From a losing State Senate candidate in Colorado: Despite Jill Stein, Election Integrity Should Not Be A Partisan Issue  <read>

The recount in Wisconsin financed by two losing candidates, Jill Stein and Hillary Clinton, was a total farce, but hopefully it will not also become a tragedy. That could happen if the partisan motivation behind that episode gives election integrity concerns and complaints a bad name…

I have seen some of those weaknesses and vulnerabilities up close and personal. In Colorado on November 8, I lost my own race for re-election to the Colorado State Senate by 1,478 votes out of 81,774 ballots cast, or less than 2%. Our Republican judges and poll watchers observed numerous irregularities, and we can prove some fraudulent votes were cast. I did not demand a recount because the errors and fraud do not appear to be on a large enough scale to affect the outcome. Nonetheless, those weaknesses leave me with less than 100% confidence in the accuracy and integrity of the final count.

If there were 270 Republican ballots with questionable signatures, and Republicans are only 34% of registered voters, that means there were probably over 800 ballots with questionable signatures in that one legislative district alone. The Colorado Voter Group, a watchdog organization promoting election security, believes our signature verification system is inadequate and wide open to abuse.

What if Connecticut was one of the close states?

In summary, we don’t know exactly what would happen.

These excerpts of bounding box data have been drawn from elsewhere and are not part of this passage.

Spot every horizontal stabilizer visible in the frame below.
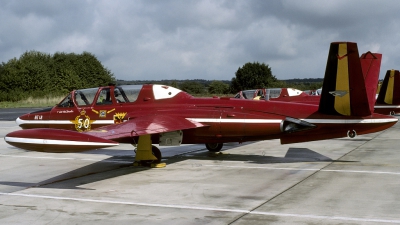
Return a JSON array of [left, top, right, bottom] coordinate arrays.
[[4, 128, 118, 153]]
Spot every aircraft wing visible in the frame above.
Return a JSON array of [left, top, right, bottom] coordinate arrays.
[[86, 115, 208, 140]]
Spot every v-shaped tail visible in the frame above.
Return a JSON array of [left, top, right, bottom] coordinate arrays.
[[319, 42, 374, 116], [376, 70, 400, 105]]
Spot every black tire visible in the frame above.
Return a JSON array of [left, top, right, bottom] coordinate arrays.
[[206, 143, 224, 152]]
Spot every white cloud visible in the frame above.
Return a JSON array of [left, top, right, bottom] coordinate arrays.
[[0, 0, 400, 80]]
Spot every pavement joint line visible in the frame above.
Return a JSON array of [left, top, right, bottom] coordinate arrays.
[[0, 192, 400, 223], [202, 165, 400, 175]]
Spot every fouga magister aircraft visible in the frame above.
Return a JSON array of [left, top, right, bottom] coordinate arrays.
[[4, 42, 398, 165], [375, 70, 400, 115]]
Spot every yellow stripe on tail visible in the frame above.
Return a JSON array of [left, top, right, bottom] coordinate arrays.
[[384, 70, 394, 105], [334, 43, 351, 116]]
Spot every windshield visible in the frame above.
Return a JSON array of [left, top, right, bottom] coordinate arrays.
[[114, 85, 143, 103], [57, 93, 74, 108], [75, 88, 99, 106]]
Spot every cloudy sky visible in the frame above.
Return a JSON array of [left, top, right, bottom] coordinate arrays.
[[0, 0, 400, 80]]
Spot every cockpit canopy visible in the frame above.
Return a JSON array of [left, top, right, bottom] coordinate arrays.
[[57, 84, 181, 108]]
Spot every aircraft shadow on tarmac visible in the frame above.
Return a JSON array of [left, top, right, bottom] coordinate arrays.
[[0, 148, 356, 190]]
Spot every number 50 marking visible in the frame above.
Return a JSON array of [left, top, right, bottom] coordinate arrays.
[[78, 118, 90, 129]]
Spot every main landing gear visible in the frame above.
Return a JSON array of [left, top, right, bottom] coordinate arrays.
[[206, 143, 224, 152], [133, 135, 166, 168]]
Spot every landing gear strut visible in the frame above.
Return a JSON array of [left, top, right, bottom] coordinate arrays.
[[206, 143, 224, 152], [134, 135, 166, 168]]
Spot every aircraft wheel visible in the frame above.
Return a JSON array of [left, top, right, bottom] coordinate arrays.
[[206, 143, 224, 152], [347, 130, 357, 138], [151, 145, 162, 163]]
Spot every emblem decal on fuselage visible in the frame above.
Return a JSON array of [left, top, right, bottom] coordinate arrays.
[[92, 108, 115, 118], [114, 112, 126, 124], [71, 110, 94, 132], [329, 91, 348, 97]]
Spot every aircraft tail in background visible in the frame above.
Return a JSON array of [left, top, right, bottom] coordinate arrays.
[[318, 42, 374, 116], [376, 70, 400, 105]]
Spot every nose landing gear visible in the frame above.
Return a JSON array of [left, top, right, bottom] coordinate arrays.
[[347, 130, 357, 138]]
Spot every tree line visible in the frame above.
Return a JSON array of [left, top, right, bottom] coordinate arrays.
[[0, 51, 322, 101], [0, 51, 115, 101]]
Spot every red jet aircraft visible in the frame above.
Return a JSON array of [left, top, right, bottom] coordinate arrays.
[[4, 42, 398, 167], [375, 70, 400, 115]]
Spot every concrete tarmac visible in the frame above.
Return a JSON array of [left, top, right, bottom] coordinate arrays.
[[0, 118, 400, 225]]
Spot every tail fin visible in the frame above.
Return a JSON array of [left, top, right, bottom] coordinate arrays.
[[360, 52, 382, 112], [376, 70, 400, 105], [318, 42, 373, 116]]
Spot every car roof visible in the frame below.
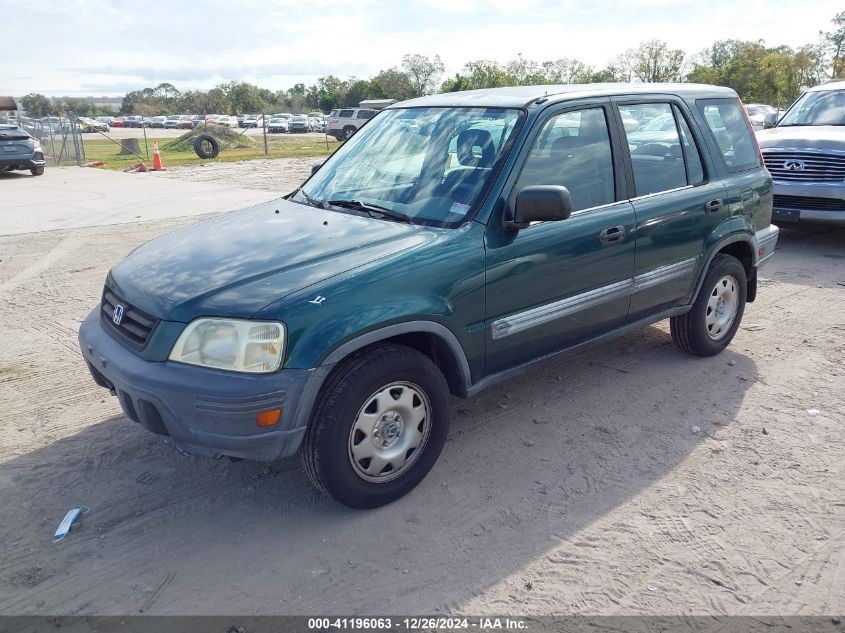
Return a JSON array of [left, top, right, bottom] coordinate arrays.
[[807, 79, 845, 92], [392, 83, 737, 109]]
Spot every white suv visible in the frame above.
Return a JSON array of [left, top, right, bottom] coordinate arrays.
[[326, 108, 378, 141]]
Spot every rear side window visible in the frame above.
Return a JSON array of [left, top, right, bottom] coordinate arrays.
[[619, 103, 704, 196], [696, 99, 760, 171]]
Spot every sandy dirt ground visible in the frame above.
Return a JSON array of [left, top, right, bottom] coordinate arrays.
[[0, 161, 845, 615]]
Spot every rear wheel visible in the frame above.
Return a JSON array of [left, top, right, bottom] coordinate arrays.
[[670, 255, 747, 356], [194, 134, 220, 158], [300, 345, 449, 508]]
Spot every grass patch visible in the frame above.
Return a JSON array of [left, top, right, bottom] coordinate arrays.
[[44, 130, 340, 170]]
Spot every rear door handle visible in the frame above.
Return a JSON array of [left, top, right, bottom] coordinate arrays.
[[599, 225, 625, 244], [704, 198, 722, 213]]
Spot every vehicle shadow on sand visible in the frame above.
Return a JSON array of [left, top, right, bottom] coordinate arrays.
[[760, 224, 845, 286], [0, 327, 757, 615]]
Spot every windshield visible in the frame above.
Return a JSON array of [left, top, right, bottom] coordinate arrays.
[[291, 107, 522, 227], [778, 90, 845, 127]]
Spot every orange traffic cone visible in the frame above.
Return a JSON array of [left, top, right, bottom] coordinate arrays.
[[153, 141, 164, 171]]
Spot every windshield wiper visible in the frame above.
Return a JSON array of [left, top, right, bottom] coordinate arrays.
[[329, 200, 414, 224], [288, 187, 326, 209]]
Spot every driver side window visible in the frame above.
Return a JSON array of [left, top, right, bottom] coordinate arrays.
[[515, 108, 616, 211]]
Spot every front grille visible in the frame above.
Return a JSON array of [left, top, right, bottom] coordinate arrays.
[[100, 286, 158, 348], [763, 151, 845, 182], [772, 194, 845, 211]]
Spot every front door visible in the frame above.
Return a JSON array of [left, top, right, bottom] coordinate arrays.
[[486, 100, 635, 374]]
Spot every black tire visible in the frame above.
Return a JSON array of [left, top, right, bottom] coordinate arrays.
[[194, 134, 220, 158], [300, 344, 450, 508], [669, 254, 748, 356]]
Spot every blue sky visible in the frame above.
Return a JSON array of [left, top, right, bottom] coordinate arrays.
[[0, 0, 843, 96]]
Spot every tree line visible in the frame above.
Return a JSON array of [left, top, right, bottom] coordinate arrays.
[[21, 11, 845, 117]]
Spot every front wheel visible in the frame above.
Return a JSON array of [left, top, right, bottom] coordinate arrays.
[[669, 254, 748, 356], [300, 345, 450, 508]]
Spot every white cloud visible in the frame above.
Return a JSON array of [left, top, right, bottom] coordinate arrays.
[[0, 0, 841, 95]]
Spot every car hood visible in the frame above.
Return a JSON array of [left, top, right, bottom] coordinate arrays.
[[757, 125, 845, 150], [108, 199, 444, 322]]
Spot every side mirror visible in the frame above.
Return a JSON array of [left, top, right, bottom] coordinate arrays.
[[504, 185, 572, 231]]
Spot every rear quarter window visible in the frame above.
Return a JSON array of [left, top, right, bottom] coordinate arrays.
[[696, 99, 760, 171]]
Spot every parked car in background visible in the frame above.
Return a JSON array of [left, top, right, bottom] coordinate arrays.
[[757, 81, 845, 226], [79, 116, 109, 133], [745, 103, 778, 130], [79, 84, 778, 508], [267, 117, 288, 134], [0, 125, 47, 176], [214, 114, 238, 127], [326, 108, 377, 141], [288, 114, 311, 134]]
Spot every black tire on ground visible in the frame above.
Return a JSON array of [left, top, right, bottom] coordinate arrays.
[[300, 344, 450, 508], [669, 254, 747, 356], [194, 134, 220, 158]]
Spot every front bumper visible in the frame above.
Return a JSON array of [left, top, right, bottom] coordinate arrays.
[[754, 224, 780, 268], [772, 180, 845, 226], [79, 309, 328, 461]]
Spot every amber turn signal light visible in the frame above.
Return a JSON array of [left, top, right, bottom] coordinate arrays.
[[255, 409, 282, 426]]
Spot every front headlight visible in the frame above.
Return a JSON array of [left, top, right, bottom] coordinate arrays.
[[170, 319, 285, 374]]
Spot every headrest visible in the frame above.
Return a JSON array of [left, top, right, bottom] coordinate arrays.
[[457, 130, 496, 167]]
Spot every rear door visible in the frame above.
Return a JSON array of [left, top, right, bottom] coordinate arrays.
[[614, 97, 729, 321]]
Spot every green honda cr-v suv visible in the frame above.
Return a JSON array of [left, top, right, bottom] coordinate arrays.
[[79, 84, 778, 507]]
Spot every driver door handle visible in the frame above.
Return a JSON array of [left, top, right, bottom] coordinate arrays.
[[704, 198, 722, 213], [599, 225, 625, 244]]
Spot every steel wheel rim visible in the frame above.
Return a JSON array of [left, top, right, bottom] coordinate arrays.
[[349, 382, 431, 483], [704, 275, 739, 341]]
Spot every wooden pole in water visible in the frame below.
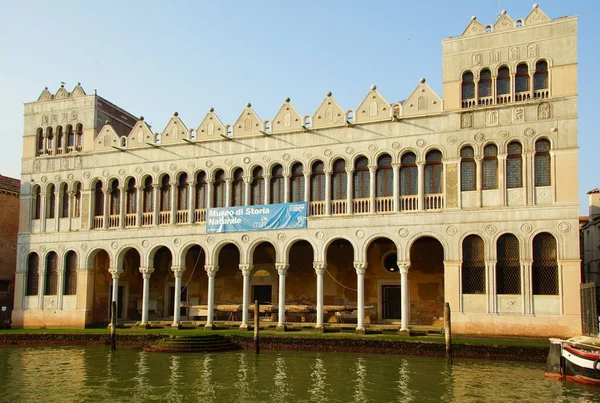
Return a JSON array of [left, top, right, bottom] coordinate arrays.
[[254, 300, 260, 354], [110, 301, 117, 351], [444, 302, 452, 364]]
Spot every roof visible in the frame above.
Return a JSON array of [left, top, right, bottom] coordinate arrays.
[[0, 175, 21, 194]]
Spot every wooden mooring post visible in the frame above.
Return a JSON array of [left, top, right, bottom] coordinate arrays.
[[444, 302, 452, 365], [110, 301, 117, 351], [254, 300, 260, 354]]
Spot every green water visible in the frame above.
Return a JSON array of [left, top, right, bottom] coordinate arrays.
[[0, 347, 600, 403]]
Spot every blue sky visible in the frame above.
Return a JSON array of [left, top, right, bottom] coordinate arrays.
[[0, 0, 600, 214]]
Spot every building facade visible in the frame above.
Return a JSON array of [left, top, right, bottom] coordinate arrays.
[[13, 6, 581, 336]]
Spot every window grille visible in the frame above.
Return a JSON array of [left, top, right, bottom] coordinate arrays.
[[310, 161, 325, 201], [400, 153, 419, 196], [460, 146, 477, 192], [425, 150, 442, 194], [353, 157, 371, 199], [44, 252, 58, 295], [290, 163, 304, 202], [496, 234, 521, 294], [27, 253, 40, 295], [64, 251, 77, 295], [271, 165, 285, 203], [531, 232, 558, 295], [250, 167, 265, 205], [506, 141, 523, 189], [462, 235, 486, 294], [534, 140, 551, 186], [483, 144, 498, 190], [375, 154, 394, 197], [331, 158, 348, 200]]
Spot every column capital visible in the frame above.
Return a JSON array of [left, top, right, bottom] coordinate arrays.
[[275, 263, 290, 276], [353, 262, 367, 274], [239, 264, 252, 276], [204, 264, 219, 277]]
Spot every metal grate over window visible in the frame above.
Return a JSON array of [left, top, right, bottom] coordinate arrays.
[[531, 232, 558, 295], [461, 235, 485, 294], [496, 234, 521, 294]]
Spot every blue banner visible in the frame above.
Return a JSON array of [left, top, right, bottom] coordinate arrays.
[[206, 202, 308, 234]]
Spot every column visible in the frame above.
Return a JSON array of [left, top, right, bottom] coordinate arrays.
[[171, 266, 185, 328], [240, 264, 252, 329], [397, 262, 410, 333], [417, 161, 425, 211], [313, 262, 325, 330], [346, 168, 354, 214], [392, 162, 400, 213], [204, 264, 219, 330], [324, 169, 331, 215], [140, 267, 154, 326], [369, 165, 377, 214]]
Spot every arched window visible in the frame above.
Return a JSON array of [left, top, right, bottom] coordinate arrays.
[[250, 167, 265, 205], [400, 153, 419, 196], [483, 144, 498, 190], [331, 158, 348, 200], [231, 168, 244, 206], [108, 179, 121, 215], [44, 252, 58, 295], [270, 165, 285, 203], [460, 146, 477, 192], [63, 250, 77, 295], [60, 183, 69, 218], [478, 69, 492, 100], [290, 162, 304, 202], [533, 60, 548, 91], [196, 171, 208, 210], [375, 154, 394, 197], [26, 253, 40, 295], [496, 66, 510, 104], [158, 175, 171, 211], [46, 185, 56, 218], [425, 150, 442, 194], [461, 235, 485, 294], [142, 176, 154, 213], [496, 234, 521, 294], [462, 71, 475, 107], [310, 161, 325, 201], [125, 178, 137, 214], [515, 63, 529, 93], [534, 140, 551, 186], [177, 172, 189, 210], [531, 232, 558, 295], [213, 169, 227, 207], [506, 141, 523, 189]]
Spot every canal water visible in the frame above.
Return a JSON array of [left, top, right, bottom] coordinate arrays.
[[0, 347, 600, 403]]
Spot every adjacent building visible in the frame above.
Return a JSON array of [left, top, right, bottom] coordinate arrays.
[[13, 6, 581, 336]]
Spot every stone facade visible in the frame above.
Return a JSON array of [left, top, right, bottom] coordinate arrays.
[[13, 6, 580, 336]]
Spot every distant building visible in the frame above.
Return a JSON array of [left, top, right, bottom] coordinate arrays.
[[0, 175, 21, 320], [13, 6, 581, 336]]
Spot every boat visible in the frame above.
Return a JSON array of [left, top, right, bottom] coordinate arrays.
[[545, 336, 600, 386]]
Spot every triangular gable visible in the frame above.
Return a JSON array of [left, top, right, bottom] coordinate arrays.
[[160, 112, 190, 144], [525, 4, 550, 25], [494, 10, 516, 32], [94, 124, 121, 150], [461, 17, 485, 36], [354, 85, 392, 123], [271, 98, 304, 133], [38, 87, 52, 102], [402, 78, 442, 116], [196, 108, 226, 141], [233, 103, 263, 137], [312, 92, 346, 129], [127, 117, 155, 147]]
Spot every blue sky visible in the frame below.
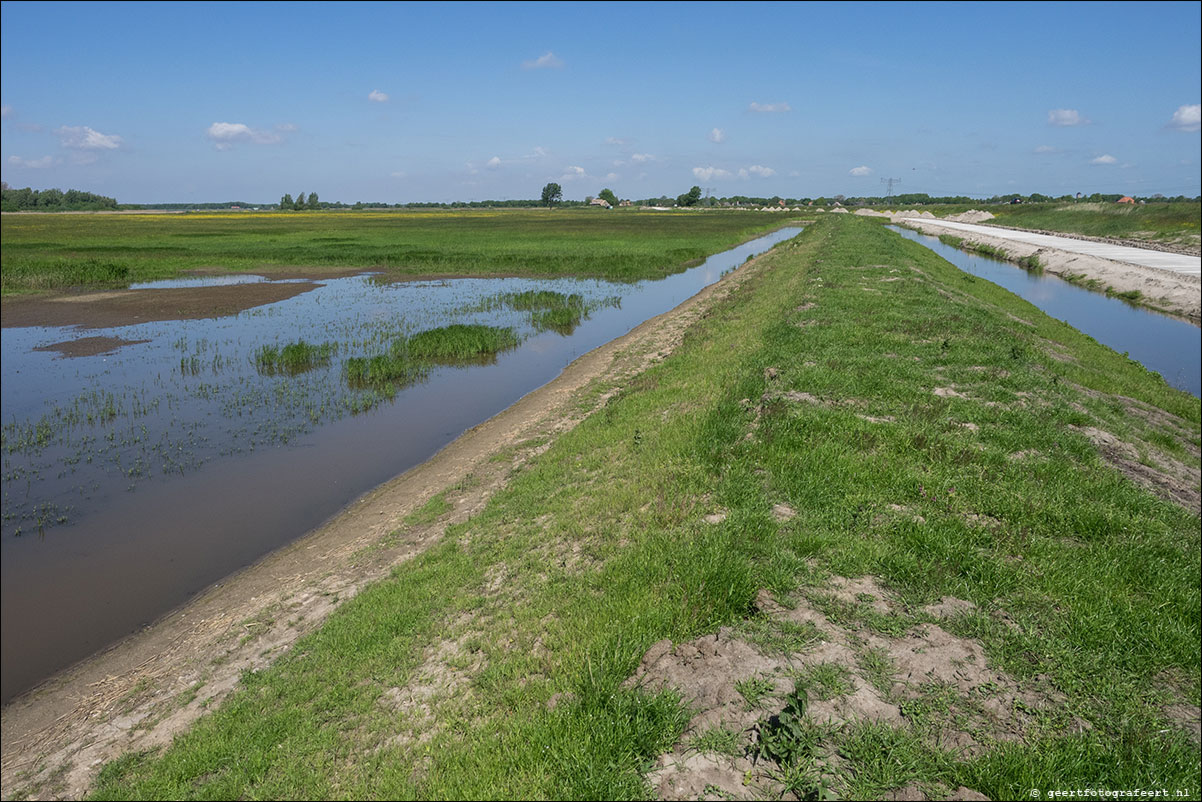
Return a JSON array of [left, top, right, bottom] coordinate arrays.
[[0, 2, 1202, 203]]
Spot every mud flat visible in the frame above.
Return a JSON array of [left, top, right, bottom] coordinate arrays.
[[4, 214, 1200, 798], [2, 235, 778, 798]]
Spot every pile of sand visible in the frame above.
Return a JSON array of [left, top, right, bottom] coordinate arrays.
[[944, 209, 993, 222], [889, 209, 935, 222]]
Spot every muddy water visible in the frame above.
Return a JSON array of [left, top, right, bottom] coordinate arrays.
[[889, 226, 1202, 396], [0, 228, 801, 701]]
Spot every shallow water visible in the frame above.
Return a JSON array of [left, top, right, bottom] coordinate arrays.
[[0, 227, 801, 701], [888, 226, 1202, 396]]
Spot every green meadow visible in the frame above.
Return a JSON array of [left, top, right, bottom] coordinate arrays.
[[0, 209, 781, 295], [87, 213, 1202, 800]]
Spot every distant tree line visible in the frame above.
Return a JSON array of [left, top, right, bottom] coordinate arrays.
[[279, 192, 327, 212], [0, 184, 117, 212]]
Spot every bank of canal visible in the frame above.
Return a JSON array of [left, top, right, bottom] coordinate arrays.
[[888, 226, 1202, 396], [7, 227, 801, 700]]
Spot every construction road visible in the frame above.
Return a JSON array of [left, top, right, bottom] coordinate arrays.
[[918, 218, 1202, 275]]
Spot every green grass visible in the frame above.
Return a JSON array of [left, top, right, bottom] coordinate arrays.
[[87, 215, 1202, 798], [255, 340, 337, 376], [0, 209, 786, 295], [343, 323, 518, 391]]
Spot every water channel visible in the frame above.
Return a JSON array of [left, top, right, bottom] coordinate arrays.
[[888, 226, 1202, 396], [7, 227, 801, 701]]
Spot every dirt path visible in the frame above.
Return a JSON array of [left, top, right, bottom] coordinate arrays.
[[902, 218, 1202, 323], [0, 241, 760, 798]]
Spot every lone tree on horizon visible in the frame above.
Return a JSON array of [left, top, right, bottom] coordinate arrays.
[[542, 182, 564, 209]]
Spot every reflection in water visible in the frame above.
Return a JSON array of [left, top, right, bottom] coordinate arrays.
[[0, 228, 801, 700], [889, 226, 1202, 396]]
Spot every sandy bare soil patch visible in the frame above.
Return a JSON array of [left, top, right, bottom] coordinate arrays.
[[627, 577, 1067, 800], [0, 245, 778, 798], [0, 281, 321, 328]]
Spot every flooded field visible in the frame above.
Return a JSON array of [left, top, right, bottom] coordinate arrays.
[[2, 227, 799, 700], [889, 226, 1202, 396]]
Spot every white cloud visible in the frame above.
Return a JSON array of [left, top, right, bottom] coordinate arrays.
[[55, 125, 121, 150], [1048, 108, 1089, 127], [206, 123, 282, 150], [522, 51, 564, 70], [8, 156, 59, 170], [692, 167, 731, 182], [1168, 103, 1202, 131], [748, 103, 793, 114]]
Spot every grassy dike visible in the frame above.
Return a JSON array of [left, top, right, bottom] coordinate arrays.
[[94, 215, 1200, 798]]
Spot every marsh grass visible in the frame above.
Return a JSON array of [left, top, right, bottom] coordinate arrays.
[[343, 323, 519, 392], [0, 209, 786, 295], [87, 215, 1202, 798], [254, 340, 338, 376]]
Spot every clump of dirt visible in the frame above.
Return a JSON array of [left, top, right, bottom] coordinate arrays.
[[34, 337, 150, 357], [627, 577, 1067, 800], [1069, 426, 1202, 515]]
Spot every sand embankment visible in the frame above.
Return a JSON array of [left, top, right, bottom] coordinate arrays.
[[893, 220, 1202, 323]]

  • Unlike other states, Connecticut has no law for citizens to call for a recount.  They could always go to court and attempt with evidence to get a judge to order a recount.  That would likely end up in appeals court and likely the Supreme Court.
  • Unlike other states, we do not have a recount – the word does not appear in our statutes.  We have a recanvass which is something like a machine recount.
  • Our close-vote recanvass is at the 0.5% margin typical in other states. Yet is limited to margins of under 2000 votes.  So in this past November election by our calculatinsthat would be a margin of about 0.12%.
  • Unlike recounts in other states, our recanvasses are not closely observable by the general public. The law is a bit ambiguous, yet there are only a very limited number of observers allowed to each candidate and party, at most two each.  So, a town could easily have a recanvass with twenty-five teams of counters, with a Jill Stein, Hillary Clintion, and Donald Trump limited to two close observers each. Hardly enough to closely observe ballots marks counted at 25 tables.
  • Unlike recounts in other states, parties and candidates have no standing to object to the proceedings or to participate and dispute the counting of particular ballots.  In practice party lawyers observe the process to find procedural errors to take to court and call for a “recount”.  The last time that happened, the result was a repeat recanvass, with a party lawyer put in charge (it was a primary).  The only difference was that he sat and watched while essentially the same process was repeated.
  • In practice, the recanvasses vary in their interpretation and adherence to the law from town to town.  Recall that was one of the Supreme Court’s objection to the Florida recount in Gore v. Bush – that it was unfair, because it was not uniform across Florida Counties.

Our best guess is that Connecticut would rank close to Pennsylvania.  Observed variations and poor recanvass procedures, with courts sooner or later. stopping or blocking the recanvass.